LSH/DDM1 enzymes are required for DNA methylation in higher eukaryotes and have poorly defined roles in genome maintenance in yeast, plants, and animals. The filamentous fungus Neurospora crassa is a ...tractable system that encodes a single LSH/DDM1 homolog (NCU06306). We report that the Neurospora LSH/DDM1 enzyme is encoded by mutagen sensitive-30 (mus-30), a locus identified in a genetic screen over 25 years ago. We show that MUS-30-deficient cells have normal DNA methylation, but are hypersensitive to DNA damaging agents. MUS-30 is a nuclear protein, consistent with its predicted role as a chromatin remodeling enzyme, and levels of MUS-30 are increased following DNA damage. MUS-30 co-purifies with Neurospora WDR76, a homolog of yeast Changed Mutation Rate-1 and mammalian WD40 repeat domain 76. Deletion of wdr76 rescued DNA damage-hypersensitivity of Δmus-30 strains, demonstrating that the MUS-30-WDR76 interaction is functionally important. DNA damage-sensitivity of Δmus-30 is partially suppressed by deletion of methyl adenine glycosylase-1, a component of the base excision repair machinery (BER); however, the rate of BER is not affected in Δmus-30 strains.

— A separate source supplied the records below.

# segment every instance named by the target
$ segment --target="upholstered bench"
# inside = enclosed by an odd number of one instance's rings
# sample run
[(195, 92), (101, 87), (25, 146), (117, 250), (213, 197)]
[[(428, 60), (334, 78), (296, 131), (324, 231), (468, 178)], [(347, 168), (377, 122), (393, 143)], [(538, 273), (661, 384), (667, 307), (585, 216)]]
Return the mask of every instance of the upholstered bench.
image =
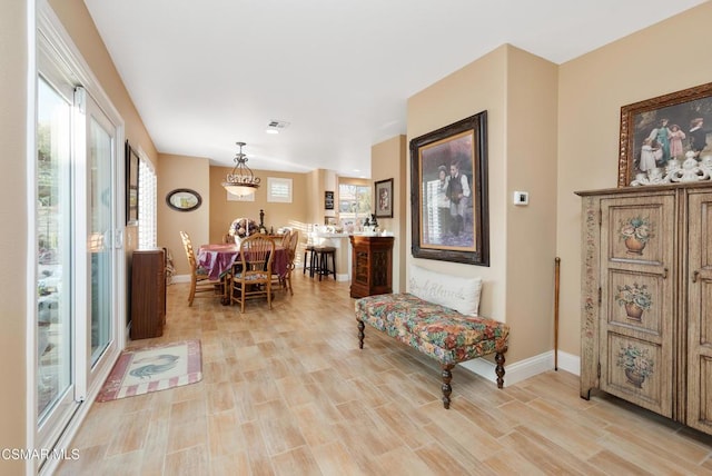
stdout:
[[(416, 280), (411, 281), (411, 288), (423, 291), (424, 284), (429, 286), (431, 290), (433, 286), (442, 290), (443, 281), (438, 279), (438, 275), (432, 271), (417, 271)], [(452, 280), (452, 277), (449, 279)], [(479, 301), (481, 282), (476, 278), (465, 286), (465, 290), (476, 287), (474, 314)], [(463, 292), (453, 295), (452, 288), (445, 289), (449, 289), (446, 294), (453, 303), (458, 300), (457, 296), (463, 296)], [(472, 300), (469, 296), (467, 299)], [(468, 306), (472, 307), (472, 303)], [(482, 316), (464, 315), (456, 309), (408, 292), (360, 298), (355, 301), (355, 310), (359, 348), (364, 348), (364, 329), (368, 324), (439, 361), (443, 369), (442, 390), (445, 408), (449, 408), (451, 403), (452, 370), (459, 363), (494, 354), (497, 387), (504, 386), (504, 354), (510, 336), (510, 327), (506, 324)]]

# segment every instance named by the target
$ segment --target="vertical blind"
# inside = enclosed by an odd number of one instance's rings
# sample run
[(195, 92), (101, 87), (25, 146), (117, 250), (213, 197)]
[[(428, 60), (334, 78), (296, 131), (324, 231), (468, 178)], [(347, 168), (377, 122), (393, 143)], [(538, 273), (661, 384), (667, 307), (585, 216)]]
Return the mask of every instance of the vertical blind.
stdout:
[(156, 247), (156, 171), (148, 161), (141, 160), (138, 166), (138, 247), (149, 249)]

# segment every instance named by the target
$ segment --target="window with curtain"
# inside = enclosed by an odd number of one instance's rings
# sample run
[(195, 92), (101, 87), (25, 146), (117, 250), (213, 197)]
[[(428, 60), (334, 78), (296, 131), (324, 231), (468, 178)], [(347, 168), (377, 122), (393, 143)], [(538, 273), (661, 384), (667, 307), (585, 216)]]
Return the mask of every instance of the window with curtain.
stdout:
[(148, 160), (138, 166), (138, 246), (156, 247), (156, 171)]
[(339, 184), (338, 217), (342, 225), (360, 226), (370, 215), (370, 186)]

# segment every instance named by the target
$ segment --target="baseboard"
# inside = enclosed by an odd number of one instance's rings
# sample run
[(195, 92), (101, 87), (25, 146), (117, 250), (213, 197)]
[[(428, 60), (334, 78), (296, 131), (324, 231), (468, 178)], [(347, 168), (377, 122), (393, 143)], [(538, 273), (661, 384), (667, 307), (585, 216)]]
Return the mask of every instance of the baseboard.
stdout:
[[(506, 355), (505, 355), (506, 356)], [(578, 356), (558, 351), (557, 367), (561, 370), (566, 370), (571, 374), (578, 375)], [(466, 368), (469, 371), (477, 374), (478, 376), (496, 383), (497, 376), (494, 371), (495, 364), (484, 358), (477, 358), (459, 364), (459, 366)], [(522, 380), (526, 380), (530, 377), (542, 374), (544, 371), (554, 369), (554, 351), (550, 350), (544, 354), (540, 354), (534, 357), (530, 357), (524, 360), (515, 361), (514, 364), (504, 364), (506, 374), (504, 375), (504, 385), (510, 386), (517, 384)]]

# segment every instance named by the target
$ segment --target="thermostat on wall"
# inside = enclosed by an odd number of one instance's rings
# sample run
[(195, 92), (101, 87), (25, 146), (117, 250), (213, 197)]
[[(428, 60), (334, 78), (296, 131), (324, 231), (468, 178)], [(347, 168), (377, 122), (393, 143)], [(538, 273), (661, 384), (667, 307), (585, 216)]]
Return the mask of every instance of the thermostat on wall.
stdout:
[(514, 192), (514, 205), (530, 205), (530, 192), (528, 191), (515, 191)]

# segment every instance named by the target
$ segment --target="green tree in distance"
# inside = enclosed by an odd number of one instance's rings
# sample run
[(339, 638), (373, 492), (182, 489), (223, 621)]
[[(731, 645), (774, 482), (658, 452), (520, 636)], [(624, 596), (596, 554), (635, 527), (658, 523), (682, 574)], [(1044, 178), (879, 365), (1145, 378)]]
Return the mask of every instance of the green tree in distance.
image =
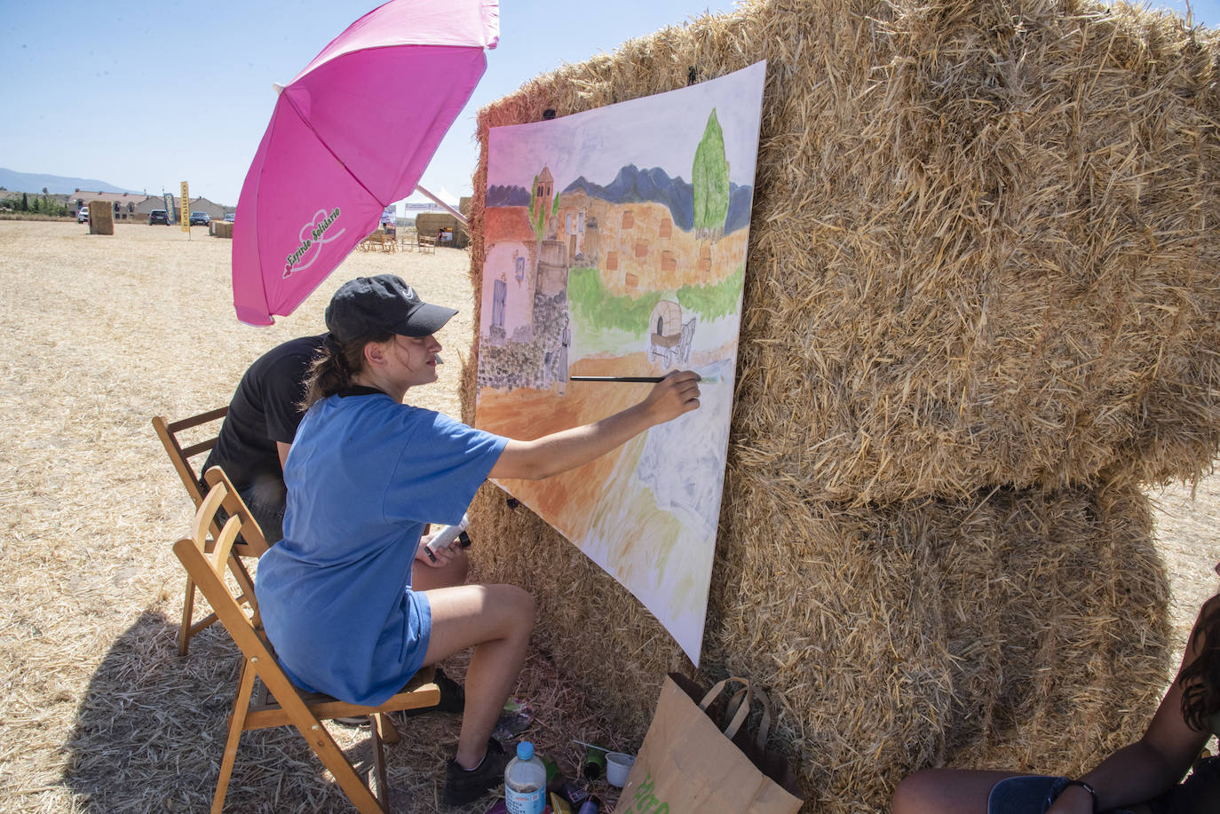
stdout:
[(728, 161), (725, 160), (725, 133), (720, 129), (715, 107), (694, 151), (691, 183), (694, 185), (695, 234), (720, 237), (728, 217)]

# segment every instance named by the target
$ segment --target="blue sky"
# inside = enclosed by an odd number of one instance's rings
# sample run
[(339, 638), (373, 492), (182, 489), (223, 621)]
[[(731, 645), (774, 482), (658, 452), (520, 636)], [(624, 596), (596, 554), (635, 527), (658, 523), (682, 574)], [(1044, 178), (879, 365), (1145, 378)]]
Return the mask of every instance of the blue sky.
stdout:
[[(349, 23), (379, 5), (355, 0), (57, 4), (0, 0), (4, 82), (0, 166), (98, 178), (151, 193), (235, 204), (287, 82)], [(1182, 1), (1154, 2), (1185, 13)], [(1191, 4), (1215, 28), (1220, 0)], [(470, 193), (476, 111), (564, 62), (612, 51), (732, 0), (501, 0), (500, 44), (422, 183)], [(404, 82), (409, 82), (404, 77)]]
[(555, 190), (584, 176), (608, 185), (619, 170), (633, 164), (660, 167), (672, 178), (692, 181), (691, 165), (708, 126), (719, 113), (730, 181), (754, 184), (759, 118), (766, 63), (700, 82), (691, 88), (595, 107), (554, 122), (494, 128), (488, 155), (488, 184), (532, 187), (545, 165)]

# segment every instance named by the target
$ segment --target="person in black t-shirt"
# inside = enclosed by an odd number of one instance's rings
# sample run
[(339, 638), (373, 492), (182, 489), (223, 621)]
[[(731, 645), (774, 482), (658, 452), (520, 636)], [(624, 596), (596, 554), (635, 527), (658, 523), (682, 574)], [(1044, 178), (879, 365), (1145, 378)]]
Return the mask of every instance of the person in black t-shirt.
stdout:
[(268, 543), (284, 536), (284, 460), (301, 422), (305, 378), (325, 339), (325, 333), (289, 339), (250, 365), (204, 463), (205, 472), (224, 470)]

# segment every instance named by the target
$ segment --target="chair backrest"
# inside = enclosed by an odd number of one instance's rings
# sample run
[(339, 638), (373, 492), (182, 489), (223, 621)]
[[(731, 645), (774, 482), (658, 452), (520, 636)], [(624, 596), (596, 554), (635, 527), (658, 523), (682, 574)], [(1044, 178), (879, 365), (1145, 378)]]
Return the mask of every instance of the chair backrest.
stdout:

We found that MUS-30-deficient cells are not defective for DSB repair, and we observed a negative genetic interaction between Δmus-30 and Δmei-3, the Neurospora RAD51 homolog required for homologous recombination. Together, our findings suggest that MUS-30, an LSH/DDM1 homolog, is required to prevent DNA damage arising from toxic base excision repair intermediates. Overall, our study provides important new information about the functions of the LSH/DDM1 family of enzymes.